Notis Mitarachi a estimé que «200 personnes» parmi les demandeurs d’asile pourraient être contaminées du Covid-19 et que des restrictions strictes sont prévues pour les sorties des migrants du nouveau camp.

Des milliers de familles vivent sur le bitume, sur les trottoirs ou dans les champs à Lesbos depuis les gigantesques incendies de mardi et mercredi ayant détruit le centre d’enregistrement et d’identification de Moria, sans faire de victimes.

Quatre fois trop peuplé

Mis en place en 2015 pour limiter le nombre de migrants venant de la Turquie voisine à destination de l’Europe, ce centre abritait plus de 12’000 personnes dont 4000 enfants, soit quatre fois plus que sa capacité initiale.
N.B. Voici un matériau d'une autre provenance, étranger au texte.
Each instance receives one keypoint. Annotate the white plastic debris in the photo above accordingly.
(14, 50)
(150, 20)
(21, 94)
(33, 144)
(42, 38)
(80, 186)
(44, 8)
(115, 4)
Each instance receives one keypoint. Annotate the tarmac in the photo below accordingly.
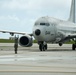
(30, 61)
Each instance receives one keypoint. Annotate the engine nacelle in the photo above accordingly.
(26, 41)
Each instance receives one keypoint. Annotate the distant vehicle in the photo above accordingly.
(50, 30)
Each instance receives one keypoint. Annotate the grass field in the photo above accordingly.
(6, 41)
Après l'Union européenne, le pape François, qui avait visité Lesbos en 2016, a exprimé dimanche «sa solidarité et proximité à toutes les victimes de ces événements dramatiques.»

Le manque d’hygiène et le surpeuplement du camp de Moria ont été critiqués à plusieurs reprises par les ONG de défense des droits des réfugiés, qui appellent régulièrement les autorités grecques à transférer les demandeurs d’asile les plus vulnérables vers le continent.

Rester sur l’île

Des migrants ont à nouveau manifesté dans le calme dimanche en fin matinée, réclamant leur transfert vers la Grèce continentale, selon des journalistes de l’AFP. De nombreux demandeurs d’asile refusent d’entrer dans le nouveau camp, disant leur ras-le-bol après avoir attendu dans celui de Moria durant des mois, certains des années, d’être transférés dans des structures en Grèce continentale.

Mais le ministre des Migrations, Notis Mitarachi a souligné que «toute personne qui est dans la rue sera transférée dans le nouveau camp». «Ceux qui rêvent de quitter l’île, il faut qu’ils l’oublient», a-t-il affirmé.

Dimanche, une vingtaine de demandeurs d’asile s’alignaient devant la clôture de ce camp, en attendant leur enregistrement par les autorités, selon une journaliste de l’AFP sur place.

En fin d’après-midi des milliers attendaient pendant deux heures la distribution des bouteilles d’eau et de nourriture sur le bord de la route près du camp.

Autorités contre un nouveau camp

Une manifestation a eu lieu samedi non loin du nouveau camp, des demandeurs d’asile brandissant des pancartes clamant «Liberté!» ou «Nous voulons quitter Moria". Des manifestants ont jeté des pierres sur les policiers qui ont répliqué par du gaz lacrymogène.

Les autorités locales s’opposent au nouveau camp estimant que le centre d’enregistrement de Moria a porté un coup important au tourisme de Lesbos et que les migrants doivent quitter l’île.

«Heureusement, la honte du camp de Moria s’est finie mais la tension et l’angoisse avec tous ces gens dans la rue depuis cinq jours se poursuit», a indiqué à l’AFP le maire de Mytilène, Stratis Kytelis. Selon lui, «le nouveau camp, tout près du port de Mytilène (chef-lieu de l’île ndrl), n’est pas une solution» et les migrants devraient être transférés vers le continent et pris en charge par des pays-membres de l’Union européenne.